Minimise your HSC workload today
The underlying cause of procrastination is essentially that we find work an unpleasant and arduous prospect
However, while you’re probably never really going to ever get really excited to write yet another Hamlet essay, breaking down your work into manageable chunk sand coming up with a concrete plan can really minimise the chances you’ll put it off for longer than you should.
The goal here is to create a way to break your work into small manageable chunks. Trying to make an unpleasant, difficult essay seem inviting might be an impossible challenge, but you can take the edge off by setting small milestones and completing them sequentially rather than doing it (or putting off doing it) in one go. The aim is to learn to view what you have to do not as one huge, hours-long block of work, but instead as a series of small, doable tasks that you can chip away at, maintaining your motivation.
Think of the following example: say it’s a Monday, and you have an English essay due the following Monday, and also need to complete two 3 Unit Maths past papers by the end of the week for an upcoming exam. A poor approach would be to view each of these things as something that has to be done in one go. This makes the work seem much more challenging than it really is, and makes you more likely to put it off.
Instead, consider breaking down the work into small chunks and writing a specific, structured to-do list like the following:
Write essay introduction (first 400 words) and draft body paragraph structure
Complete Multiple Choice Questions and Questions 1-5 of Maths Past Paper #1
Finish Maths Past Paper #1
Write draft of body paragraphs for essay
Proof-read essay. Make necessary adjustments to thesis and ideas.

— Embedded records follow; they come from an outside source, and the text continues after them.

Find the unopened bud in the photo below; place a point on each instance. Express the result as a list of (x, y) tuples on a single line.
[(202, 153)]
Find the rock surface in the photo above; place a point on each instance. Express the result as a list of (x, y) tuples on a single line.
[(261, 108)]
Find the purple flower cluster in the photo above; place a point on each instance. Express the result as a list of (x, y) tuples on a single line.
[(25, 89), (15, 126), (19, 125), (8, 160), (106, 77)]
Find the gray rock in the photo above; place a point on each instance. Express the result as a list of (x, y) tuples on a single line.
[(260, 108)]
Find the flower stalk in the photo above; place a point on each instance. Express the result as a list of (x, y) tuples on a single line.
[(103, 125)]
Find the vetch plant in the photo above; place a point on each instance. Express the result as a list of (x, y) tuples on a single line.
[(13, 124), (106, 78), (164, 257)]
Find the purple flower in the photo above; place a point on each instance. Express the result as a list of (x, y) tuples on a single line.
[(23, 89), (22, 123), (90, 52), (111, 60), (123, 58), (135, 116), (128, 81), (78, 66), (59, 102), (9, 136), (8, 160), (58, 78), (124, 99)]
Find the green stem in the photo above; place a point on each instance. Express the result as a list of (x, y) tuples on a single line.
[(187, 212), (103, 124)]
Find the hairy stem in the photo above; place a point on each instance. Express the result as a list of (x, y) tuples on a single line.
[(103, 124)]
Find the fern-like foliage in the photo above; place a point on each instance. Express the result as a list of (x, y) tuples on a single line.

Complete Multiple Choice Questions and Questions 1-5 of Maths Past Paper #2
Finalise essay: write completion, re-read and edit
Hand in essay
Finish Maths Past Paper #2
This is just a simplified example, but the point isn’t the content – the point is that you actually write down and set aside time for what you need to get done. If you don’t formalise this allocation of time and resources, it can be very easy to pretend you can put it off; once you come up with a concrete plan and physically document it, it’s much harder to procrastinate.